Missing and Endangered (Joanna Brady #19)

Missing and Endangered (Joanna Brady #19)

J. A. Jance



Prologue





Late on Wednesday afternoon, the first week in December, Sheriff Joanna Brady sat at her desk, mired in paperwork. She was laying out the details of her request for a budget increase for the next fiscal year, something that had to be in the hands of the county supervisors well before their next scheduled Friday morning meeting. At this point Joanna’s department was grossly understaffed, and only an increase in the bottom line would allow her to hire more sworn officers. Unfortunately, right this minute Joanna’s heart wasn’t in it.

When her cell phone rang with her daughter’s photo showing on the screen, Joanna welcomed the interruption. “Hey,” she said, more cheerily than she would have thought possible. “How’s it going?”

“It’s snowing,” Jenny said, not sounding the least bit happy about it. She was in her second year at Northern Arizona University in Flagstaff, where she had quickly run out of patience with Flag’s winter weather. That had happened during the second blizzard of her freshman year, and now, to her utter dismay, this year's Farmers’ Almanac was predicting yet another season of record-breaking snowfall. “We’ll probably have another foot by morning,” she added gloomily.

Joanna had to bite her tongue to keep from mentioning that Jenny could have chosen to go to school in Tucson, where it was much warmer and seldom if ever snowed, but the offer of a scholarship and a spot on NAU’s rodeo team had carried the day.

“How are things with you?” Jenny asked.

“Fine,” Joanna replied, but that was an outright lie, because things definitely weren’t fine, not even close. As Jenny rattled on about her day and about the latest rivalries on the rodeo team, her mother’s mind wandered back to a conversation with Detective Ernie Carpenter earlier that afternoon.

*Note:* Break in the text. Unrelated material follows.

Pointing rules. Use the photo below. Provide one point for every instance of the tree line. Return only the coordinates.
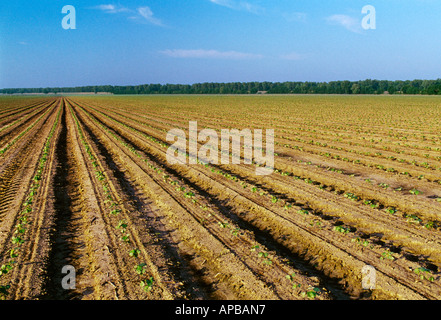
(426, 87)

Ernie, who had been Joanna’s lead investigator for as long as she’d been sheriff, had let himself into her office unannounced and then closed the door behind him before dropping into one of her visitor’s chairs.

“It’s back,” he said.

Joanna struggled for several long moments, trying to come to terms with exactly what “it” was, but then, observing his somber demeanor, she got his drift.

“The cancer?” she asked.

He nodded.

Years before, Ernie had been treated for prostate cancer, choosing to go the radiation-seeds route. Since then he’d been in remission, and Joanna had almost forgotten about that original diagnosis. Now she realized she’d been noticing that he seemed to have lost some weight recently and was looking a little more worn than usual.

“It’s metastasized,” he added. “It’s in my lymph nodes and my liver.”

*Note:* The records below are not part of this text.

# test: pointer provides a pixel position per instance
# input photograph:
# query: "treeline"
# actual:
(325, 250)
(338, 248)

“I’m so sorry,” Joanna murmured, “so very sorry. Does anyone else know?”

“Only Rose,” he said. “I’m not ready for the guys around here to start treating me like the cancer guy with one foot in the grave, even if it’s true.”

Joanna couldn’t help half smiling at that. When it came to gallows humor, Ernie Carpenter had always been at the top of the class.

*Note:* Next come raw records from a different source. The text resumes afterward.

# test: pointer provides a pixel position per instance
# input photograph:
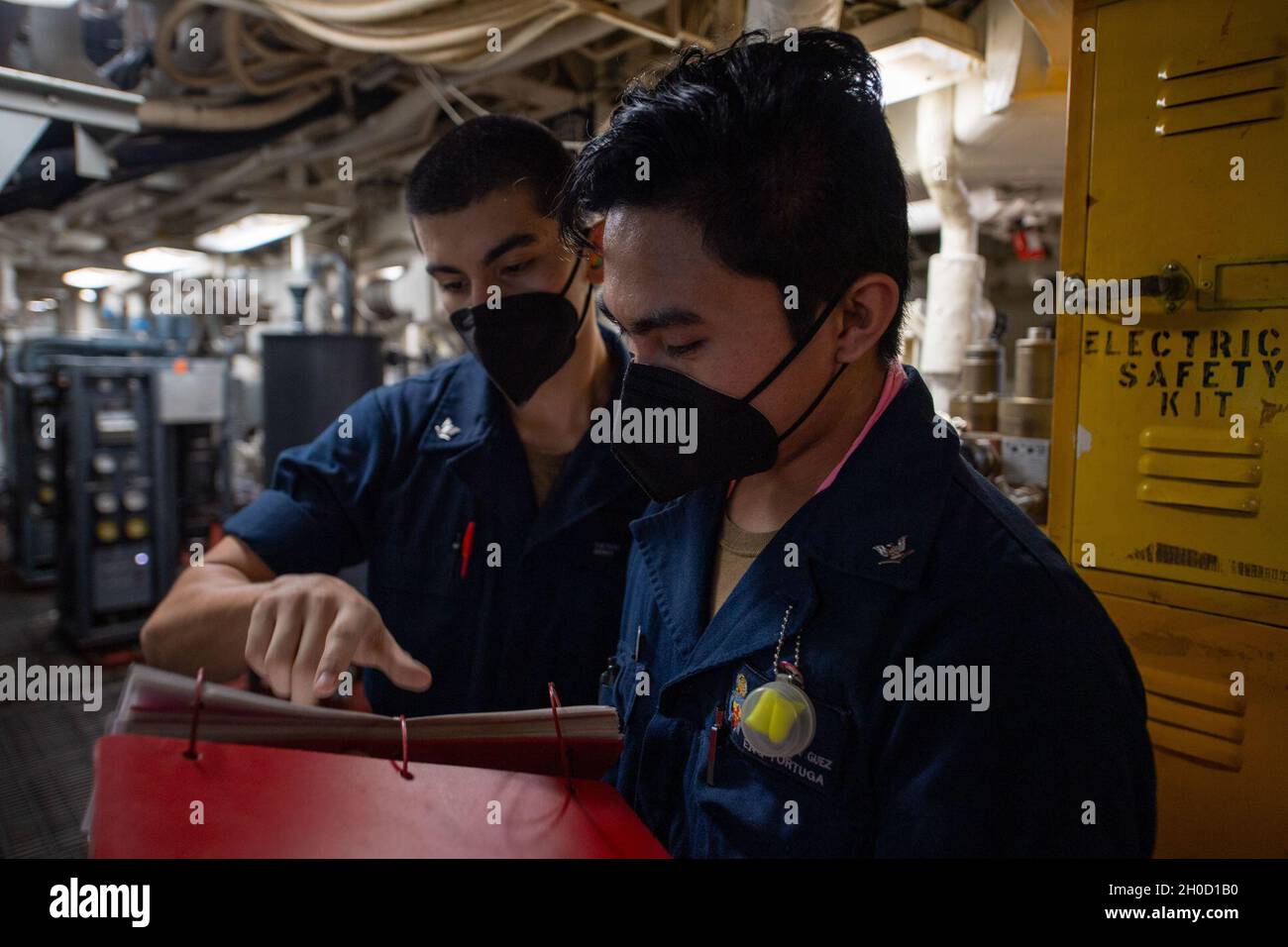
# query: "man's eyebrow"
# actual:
(505, 247)
(666, 317)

“So here’s the deal,” Ernie continued. “I’m letting you know that I’m pulling the plug as of January first. Rosie and I have talked it over. The seeds gave me a pretty good run, but it looks like that’s coming to an end. I’m not going to put myself through some kind of godawful round of treatment that would maybe give me a few more months at best but zero quality of life. That’s not fair to me, and it’s sure as hell not fair to Rose. I’m going to take my retirement, and the two of us will hit the road. We’ll travel while I can travel, and when I can’t do that anymore, we’ll come home.”

He left off there. The recurrence was bad enough news, but the idea that Ernie planned to forgo any additional treatment was stunning. Joanna’s first instinct was to ask, Are you sure? But the set of Ernie’s jaw caused her to stifle. Yes, he was sure. He and Rose were sure. They had obviously reached this conclusion together. This was their business and nobody else’s.

“How can I help?” Joanna asked quickly. “What can I do?”

“Keep this under your hat, for one thing,” he replied. “You find sympathy in the dictionary between shit and syphilis, and I’m not interested in sympathy. I wanted to give you a heads-up in advance so you can start getting your ducks in a row as far as detectives are concerned, but I don’t want a lot of hoopla about this. I’ll tell Jaime, of course. He’s my partner, and I owe it to him, but that’s it. I’m not telling anyone else.”

Joanna thought about that before speaking up. “I’ll give you a week,” she said.

Ernie seemed taken aback. Clearly that kind of terse response was not what he’d expected. “I beg your pardon?”

“You have until a week from today to tell Jaime whatever you decide to tell him about why you’re retiring. You can let him know about the cancer or not—that’s entirely up to you—but after that, all bets are off. If you don’t want to be labeled ‘cancer guy’ on your way out the door, you’d better put on your big-boy underwear and announce your upcoming retirement, because there’s no way in hell I’m letting you leave this department without a retirement party, and that will need to be scheduled ASAP. Got it?”